Looks like no one’s replied in a while. To start the conversation again, simply ask a new question.

10.6.3 frequent crashes

I've got an xServe 2.66Ghz w/ SSD and 12GB ram running 10.6.3 server. This is a new server and was running 10.6.2 for 3-4 weeks before I upgraded to 10.6.3. I made the mistake of not testing 10.6.3 first before rolling this server into production. This server provides authentication for mobile home computers, email server, web servers, etc. It also is my main AFP server at the moment. It's running OD, RADIUS, AFP and SMB.

The first thing I noticed is that OD will stop working before any other service. This causes all sorts of issues in my environment. I do have another slightly older xServe running 10.6.3 (OD Replica) and that has been stable thus far, although it's not running AFP or SMB.

This morning the server was completely locked up and needed a full restart. I had a 6port Small-Tree ethernet card installed and removed it thinking the link aggregation could've been the issue. The issues still persists regardless. Other than the card, the computer is as is from Apple including the memory.

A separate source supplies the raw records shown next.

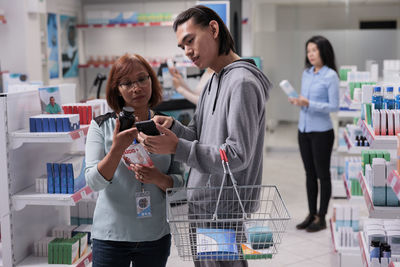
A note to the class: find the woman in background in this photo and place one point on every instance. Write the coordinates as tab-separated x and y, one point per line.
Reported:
124	231
319	97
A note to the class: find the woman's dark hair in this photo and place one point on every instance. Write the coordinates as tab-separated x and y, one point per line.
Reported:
325	51
123	67
202	16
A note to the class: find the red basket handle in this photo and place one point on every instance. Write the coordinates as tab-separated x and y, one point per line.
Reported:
223	155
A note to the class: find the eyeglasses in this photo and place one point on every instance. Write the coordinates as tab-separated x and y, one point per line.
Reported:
141	82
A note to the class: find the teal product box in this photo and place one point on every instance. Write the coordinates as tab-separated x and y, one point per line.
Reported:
59	125
63	177
50	178
46	127
32	125
57	178
39	125
379	195
216	244
391	198
75	173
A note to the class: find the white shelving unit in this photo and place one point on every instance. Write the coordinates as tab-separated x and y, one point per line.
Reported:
376	211
27	216
30	261
378	142
364	249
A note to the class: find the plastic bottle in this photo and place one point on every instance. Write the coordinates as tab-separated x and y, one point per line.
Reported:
389	102
126	118
377	98
398	98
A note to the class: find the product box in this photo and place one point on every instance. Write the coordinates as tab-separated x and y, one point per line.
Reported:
54	123
216	244
255	254
258	234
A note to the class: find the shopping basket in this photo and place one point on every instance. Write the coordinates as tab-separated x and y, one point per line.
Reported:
227	222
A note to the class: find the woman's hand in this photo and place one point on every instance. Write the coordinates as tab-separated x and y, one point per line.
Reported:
165	143
164	121
121	140
151	175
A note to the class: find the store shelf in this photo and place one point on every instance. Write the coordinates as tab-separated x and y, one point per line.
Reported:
351	148
23	136
126	25
30	197
376	211
335	240
348	190
394	182
379	142
363	249
31	261
349	113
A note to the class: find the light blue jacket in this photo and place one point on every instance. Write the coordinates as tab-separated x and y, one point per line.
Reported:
322	91
115	216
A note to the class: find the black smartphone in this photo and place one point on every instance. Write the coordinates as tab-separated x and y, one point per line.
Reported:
147	127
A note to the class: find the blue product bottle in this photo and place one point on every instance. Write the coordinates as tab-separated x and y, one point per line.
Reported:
398	99
377	98
389	99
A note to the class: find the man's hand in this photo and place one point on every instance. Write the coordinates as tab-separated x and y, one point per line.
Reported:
165	143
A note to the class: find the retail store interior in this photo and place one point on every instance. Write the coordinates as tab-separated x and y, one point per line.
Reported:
63	51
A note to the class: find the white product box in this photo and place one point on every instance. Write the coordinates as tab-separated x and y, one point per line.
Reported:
376	121
383	122
379	172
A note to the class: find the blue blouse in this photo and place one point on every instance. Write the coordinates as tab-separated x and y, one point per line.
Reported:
322	91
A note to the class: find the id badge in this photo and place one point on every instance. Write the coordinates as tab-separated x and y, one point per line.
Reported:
143	207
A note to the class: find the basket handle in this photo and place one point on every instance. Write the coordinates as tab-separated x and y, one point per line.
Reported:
224	159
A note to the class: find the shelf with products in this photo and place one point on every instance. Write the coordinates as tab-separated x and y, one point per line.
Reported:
364	250
126	25
335	240
348	190
376	211
30	197
394	182
351	148
20	137
378	142
31	261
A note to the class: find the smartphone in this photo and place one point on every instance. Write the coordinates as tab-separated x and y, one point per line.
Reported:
147	127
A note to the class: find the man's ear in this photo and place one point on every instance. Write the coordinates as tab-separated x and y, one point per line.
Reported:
214	28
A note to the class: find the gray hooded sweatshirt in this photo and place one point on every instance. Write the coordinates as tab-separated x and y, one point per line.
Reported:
231	114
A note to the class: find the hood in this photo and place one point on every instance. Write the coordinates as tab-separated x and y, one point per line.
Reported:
248	64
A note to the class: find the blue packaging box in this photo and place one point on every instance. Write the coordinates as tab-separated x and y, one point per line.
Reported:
216	244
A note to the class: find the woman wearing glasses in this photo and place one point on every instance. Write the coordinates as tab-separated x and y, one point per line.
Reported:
122	233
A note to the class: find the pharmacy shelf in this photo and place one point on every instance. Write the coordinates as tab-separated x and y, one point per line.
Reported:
394	182
349	113
33	261
126	25
335	240
30	197
378	142
363	249
376	211
351	148
348	191
24	136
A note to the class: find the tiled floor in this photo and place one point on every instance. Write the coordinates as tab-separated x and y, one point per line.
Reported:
283	168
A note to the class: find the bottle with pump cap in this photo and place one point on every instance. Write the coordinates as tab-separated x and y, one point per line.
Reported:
377	98
398	98
389	102
126	118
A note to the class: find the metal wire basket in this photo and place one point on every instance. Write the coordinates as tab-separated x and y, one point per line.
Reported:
228	222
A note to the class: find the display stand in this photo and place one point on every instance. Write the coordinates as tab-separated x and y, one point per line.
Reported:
27	216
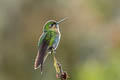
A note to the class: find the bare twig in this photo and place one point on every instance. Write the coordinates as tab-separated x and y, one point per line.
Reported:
60	74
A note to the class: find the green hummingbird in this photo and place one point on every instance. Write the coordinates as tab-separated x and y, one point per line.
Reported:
48	41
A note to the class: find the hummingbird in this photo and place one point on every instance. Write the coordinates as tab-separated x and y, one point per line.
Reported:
48	42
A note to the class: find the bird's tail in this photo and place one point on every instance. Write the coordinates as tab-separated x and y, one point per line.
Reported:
41	56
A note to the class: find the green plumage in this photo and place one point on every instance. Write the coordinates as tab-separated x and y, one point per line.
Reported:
48	41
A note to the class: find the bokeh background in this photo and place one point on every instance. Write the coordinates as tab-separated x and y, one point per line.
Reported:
90	43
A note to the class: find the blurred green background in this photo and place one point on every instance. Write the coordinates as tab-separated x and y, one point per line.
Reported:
90	43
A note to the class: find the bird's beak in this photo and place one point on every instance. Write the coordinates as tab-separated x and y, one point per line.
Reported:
62	20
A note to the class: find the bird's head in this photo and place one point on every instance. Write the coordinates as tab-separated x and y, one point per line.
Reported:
52	25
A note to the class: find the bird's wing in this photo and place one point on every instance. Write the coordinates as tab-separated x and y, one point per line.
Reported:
42	50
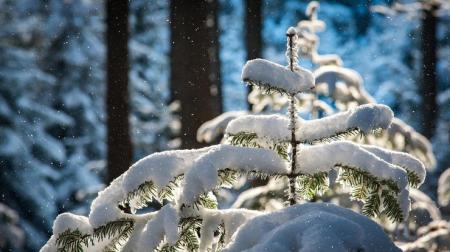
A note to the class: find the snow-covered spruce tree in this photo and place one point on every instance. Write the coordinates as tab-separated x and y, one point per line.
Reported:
184	182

I'll be posting log information shortly. I wanted to see if others are having issues with 10.6.3. I've seen a few threads specifically related to AFP issues in 10.6.3 and it's possible AFP is the root of the issues here. I do have AppleCare support so will be calling them today as well. Wanted to get this thread out there for anyone else who might be having the same issues as me.

xServe 2x 2.66Ghz Quad-Core Intel Xeon, Mac OS X (10.6.3), SSD, 12GB

Posted on Apr 12, 2010 9:35 AM

Reply
77 replies

Apr 12, 2010 7:31 PM in response to gsfunkarch

I haven't had the chance yet to grab log files from the server but will shortly. One interesting thing is that my OD replica server, which is an older model xServe Intel, is also running 10.6.3 and has been stable since the install. Both servers were clean installs not upgrades. My replica server, at the moment, is only running OD and not AFP and other services.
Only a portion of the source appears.